Throughout all the tribulations, some of Simone’s many achievements include excelling in school, participating in student council and cheerleading, and volunteering actively through her church and at a food pantry. She was accepted at Elmhurst College and, knowing her family wouldn’t have all the resources needed, she took it upon herself to apply for more than $40,000 worth of scholarships and grants, all of which were awarded to her. She was just $3,000 shy of covering her freshman year’s tuition, and Bridge saw her great potential and decided to increase her scholarship to cover the difference.
“The Salters are an amazing family. Through the hard work and tough sacrifices of learning new spending patterns, they were able to successfully complete the Bridge Transitional Housing Program,” says their case manager, Paul Matthews. “However, through this challenging process, they displayed a remarkable level of dedication and humility that carried them through. The Salters are certainly an inspiration to families that are striving to become independent.”

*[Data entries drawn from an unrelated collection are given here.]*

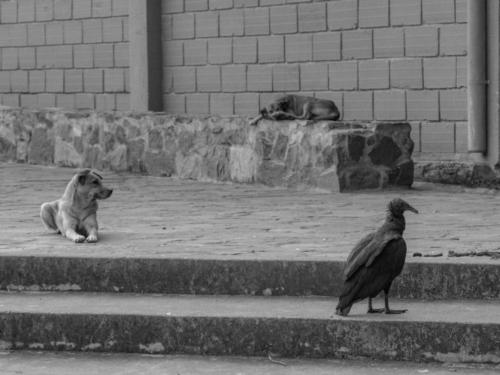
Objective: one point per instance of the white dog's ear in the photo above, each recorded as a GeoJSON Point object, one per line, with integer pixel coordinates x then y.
{"type": "Point", "coordinates": [82, 175]}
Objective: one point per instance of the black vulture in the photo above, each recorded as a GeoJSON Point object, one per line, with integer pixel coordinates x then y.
{"type": "Point", "coordinates": [375, 261]}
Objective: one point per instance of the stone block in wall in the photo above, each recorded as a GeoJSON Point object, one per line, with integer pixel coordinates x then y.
{"type": "Point", "coordinates": [342, 14]}
{"type": "Point", "coordinates": [259, 78]}
{"type": "Point", "coordinates": [388, 42]}
{"type": "Point", "coordinates": [286, 77]}
{"type": "Point", "coordinates": [406, 12]}
{"type": "Point", "coordinates": [222, 104]}
{"type": "Point", "coordinates": [438, 137]}
{"type": "Point", "coordinates": [256, 21]}
{"type": "Point", "coordinates": [421, 41]}
{"type": "Point", "coordinates": [195, 5]}
{"type": "Point", "coordinates": [442, 11]}
{"type": "Point", "coordinates": [26, 11]}
{"type": "Point", "coordinates": [82, 9]}
{"type": "Point", "coordinates": [220, 51]}
{"type": "Point", "coordinates": [231, 22]}
{"type": "Point", "coordinates": [246, 104]}
{"type": "Point", "coordinates": [298, 47]}
{"type": "Point", "coordinates": [453, 105]}
{"type": "Point", "coordinates": [183, 26]}
{"type": "Point", "coordinates": [120, 8]}
{"type": "Point", "coordinates": [198, 104]}
{"type": "Point", "coordinates": [357, 44]}
{"type": "Point", "coordinates": [373, 13]}
{"type": "Point", "coordinates": [390, 105]}
{"type": "Point", "coordinates": [62, 9]}
{"type": "Point", "coordinates": [4, 81]}
{"type": "Point", "coordinates": [245, 50]}
{"type": "Point", "coordinates": [284, 19]}
{"type": "Point", "coordinates": [406, 73]}
{"type": "Point", "coordinates": [172, 6]}
{"type": "Point", "coordinates": [101, 8]}
{"type": "Point", "coordinates": [312, 17]}
{"type": "Point", "coordinates": [358, 105]}
{"type": "Point", "coordinates": [36, 34]}
{"type": "Point", "coordinates": [343, 75]}
{"type": "Point", "coordinates": [373, 74]}
{"type": "Point", "coordinates": [326, 46]}
{"type": "Point", "coordinates": [271, 49]}
{"type": "Point", "coordinates": [440, 72]}
{"type": "Point", "coordinates": [112, 30]}
{"type": "Point", "coordinates": [220, 4]}
{"type": "Point", "coordinates": [10, 58]}
{"type": "Point", "coordinates": [207, 24]}
{"type": "Point", "coordinates": [233, 78]}
{"type": "Point", "coordinates": [314, 76]}
{"type": "Point", "coordinates": [208, 78]}
{"type": "Point", "coordinates": [422, 105]}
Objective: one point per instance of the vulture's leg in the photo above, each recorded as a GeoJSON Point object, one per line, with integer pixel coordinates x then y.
{"type": "Point", "coordinates": [371, 310]}
{"type": "Point", "coordinates": [387, 309]}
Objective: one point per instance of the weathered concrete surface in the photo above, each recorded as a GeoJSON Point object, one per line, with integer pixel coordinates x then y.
{"type": "Point", "coordinates": [64, 363]}
{"type": "Point", "coordinates": [153, 217]}
{"type": "Point", "coordinates": [424, 280]}
{"type": "Point", "coordinates": [330, 155]}
{"type": "Point", "coordinates": [253, 326]}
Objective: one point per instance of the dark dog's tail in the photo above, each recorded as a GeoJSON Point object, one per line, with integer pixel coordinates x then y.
{"type": "Point", "coordinates": [47, 214]}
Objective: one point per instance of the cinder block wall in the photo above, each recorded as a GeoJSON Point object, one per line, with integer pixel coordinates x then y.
{"type": "Point", "coordinates": [377, 59]}
{"type": "Point", "coordinates": [66, 53]}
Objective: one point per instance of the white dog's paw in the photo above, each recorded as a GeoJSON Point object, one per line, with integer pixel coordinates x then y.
{"type": "Point", "coordinates": [78, 238]}
{"type": "Point", "coordinates": [92, 238]}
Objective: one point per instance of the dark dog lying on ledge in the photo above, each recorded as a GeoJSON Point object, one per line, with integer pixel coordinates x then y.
{"type": "Point", "coordinates": [297, 107]}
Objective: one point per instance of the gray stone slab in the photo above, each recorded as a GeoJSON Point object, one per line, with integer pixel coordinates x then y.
{"type": "Point", "coordinates": [32, 363]}
{"type": "Point", "coordinates": [252, 326]}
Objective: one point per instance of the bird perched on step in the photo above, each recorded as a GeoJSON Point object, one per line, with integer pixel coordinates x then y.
{"type": "Point", "coordinates": [375, 262]}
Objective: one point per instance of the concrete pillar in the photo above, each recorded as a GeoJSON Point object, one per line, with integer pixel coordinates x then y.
{"type": "Point", "coordinates": [476, 43]}
{"type": "Point", "coordinates": [145, 55]}
{"type": "Point", "coordinates": [493, 77]}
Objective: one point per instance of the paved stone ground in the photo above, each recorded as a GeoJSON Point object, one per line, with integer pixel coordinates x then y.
{"type": "Point", "coordinates": [164, 217]}
{"type": "Point", "coordinates": [127, 364]}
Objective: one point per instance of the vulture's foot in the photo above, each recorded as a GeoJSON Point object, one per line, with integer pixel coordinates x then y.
{"type": "Point", "coordinates": [390, 311]}
{"type": "Point", "coordinates": [375, 311]}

Nina concludes, “Bridge allowed us to see that there is hope. I wish there was a Bridge Communities in every county in every state, because it’s so needed. Learning how to change our way of thinking and way of life, and how to become stewards, will stay with us forever. Bridge built our family and made us who we are today.”
It hasn’t been an easy road to success for Allison*. Originally from western Illinois, she grew up in a home with both parents addicted to drugs and guilty of neglect. When she was 14, Allison was assaulted by a classmate. She soon left school due to the bullying that followed. She found a job to pay for her homeschooling fees, but her mother forced her to quit both in order to take care of her younger siblings. When Allison fell in love, she thought her life would finally change for the better.
And it did—for a time. She had two daughters with her partner, completed her GED and college. Unfortunately, their life was far from perfect. He was emotionally and physically abusive toward Allison, and stood in the way of her education. “Often he sabotaged my attempts to attend school by refusing to drive me there, making me late, or not letting me sleep or study,” she says. “The physical abuse had only been directed toward me in the past, but in 2010, he began to abuse our five-year-old daughter, too.”